Pacers shooting 29% yet only down 8, thanks to poor officiating. And people like Rick Carlisle sure know how to suck the FUN out of basketball with their sorry play calling. I hate this control freak.


----------



## RoRo (Aug 21, 2002)

wow what on earth is going on with tyson, he's terrible tonight.


----------



## Pippenatorade (Dec 29, 2005)

Tyson Chandler:

Points 0
Rebounds 0
Fouls 5
Keeping him, paying him 10 mill+ per year and trading Eddy Curry = Priceless


----------



## lgtwins (May 18, 2004)

RoRo said:


> wow what on earth is going on with tyson, he's terrible tonight.


He's been terrible for a long time. We got stuck with the most inferior part of three C, i guess. I can't wait to see Paxon to get rid of the final piece of 3C.


----------



## Pippenatorade (Dec 29, 2005)

RoRo said:


> wow what on earth is going on with tyson, he's terrible tonight.

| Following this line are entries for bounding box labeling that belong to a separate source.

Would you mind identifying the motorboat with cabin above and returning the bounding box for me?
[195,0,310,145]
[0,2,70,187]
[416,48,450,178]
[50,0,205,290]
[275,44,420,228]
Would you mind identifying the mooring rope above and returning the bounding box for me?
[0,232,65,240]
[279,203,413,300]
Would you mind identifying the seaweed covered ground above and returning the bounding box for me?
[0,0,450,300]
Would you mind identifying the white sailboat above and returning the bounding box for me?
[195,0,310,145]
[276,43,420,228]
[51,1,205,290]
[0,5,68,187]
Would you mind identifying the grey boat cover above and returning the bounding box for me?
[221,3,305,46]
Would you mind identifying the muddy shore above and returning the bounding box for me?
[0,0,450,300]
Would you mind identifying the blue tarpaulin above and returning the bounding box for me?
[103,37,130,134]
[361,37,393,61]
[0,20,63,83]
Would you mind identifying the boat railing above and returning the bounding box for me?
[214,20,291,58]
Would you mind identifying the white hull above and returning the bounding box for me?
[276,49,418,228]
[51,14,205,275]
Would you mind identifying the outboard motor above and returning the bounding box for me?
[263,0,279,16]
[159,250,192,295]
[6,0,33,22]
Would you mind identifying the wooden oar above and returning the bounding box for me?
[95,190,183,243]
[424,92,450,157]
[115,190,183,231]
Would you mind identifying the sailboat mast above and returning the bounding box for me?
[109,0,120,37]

Ummm I think his effort, heart and determination are what set him apart from that pud that we traded. I mean come on. We all know that stuff like fist pumping, screaming and drawing technicals is what effort is all about. He's a legit full-time center and that other guy was just holding his REAL game back. Anyone who does not agree just does not like things like facts, and logic.


----------



## lgtwins (May 18, 2004)

Pippenatorade said:


> Tyson Chandler:
> 
> <b>Points 0
> Rebounds 0
> ...


Aren't you tired of singing the same tune? And then I couldn't agree with you more for the bolded part. But still I refuse to see the whole summer fiasco as Paxon's trading away Curry to keep Chandler. His plan was to keep them both. It just turned out quite diffrently. Why some of us refuse to see it that way is beyond me?


----------



## RoRo (Aug 21, 2002)

Pippenatorade said:


> Ummm I think his effort, heart and determination are what set him apart from that pud that we traded. I mean come on. We all know that stuff like fist pumping, screaming and drawing technicals is what effort is all about. He's a legit full-time center and that other guy was just holding his REAL game back. Anyone who does not agree just does not like things like facts, and logic.


he's been on a terrible streak for sure, but tonight it looks like he doesn't even care with a touch of he doesn't even know how to play basketball.


----------



## RoRo (Aug 21, 2002)

back to the game, indy gets a lead and hinrich follows with a driving layup. duhon drives next possesion and 2 ft. KEEP ATTACKING!


----------



## MikeDC (Jul 16, 2002)

We watched War of the Worlds tonight on DVD, then just flipped on the game. My wife starts laughing and says "Where'd they get that big fat guy? He looks like the fat kid from the HBO special the other day! How can he be playing in the NBA??".


----------



## lgtwins (May 18, 2004)

Pippenatorade said:


> Ummm I think his effort, heart and determination are what set him apart from that pud that we traded. I mean come on. We all know that stuff like fist pumping, screaming and drawing technicals is what effort is all about. He's a legit full-time center and that other guy was just holding his REAL game back. Anyone who does not agree just does not like things like facts, and logic.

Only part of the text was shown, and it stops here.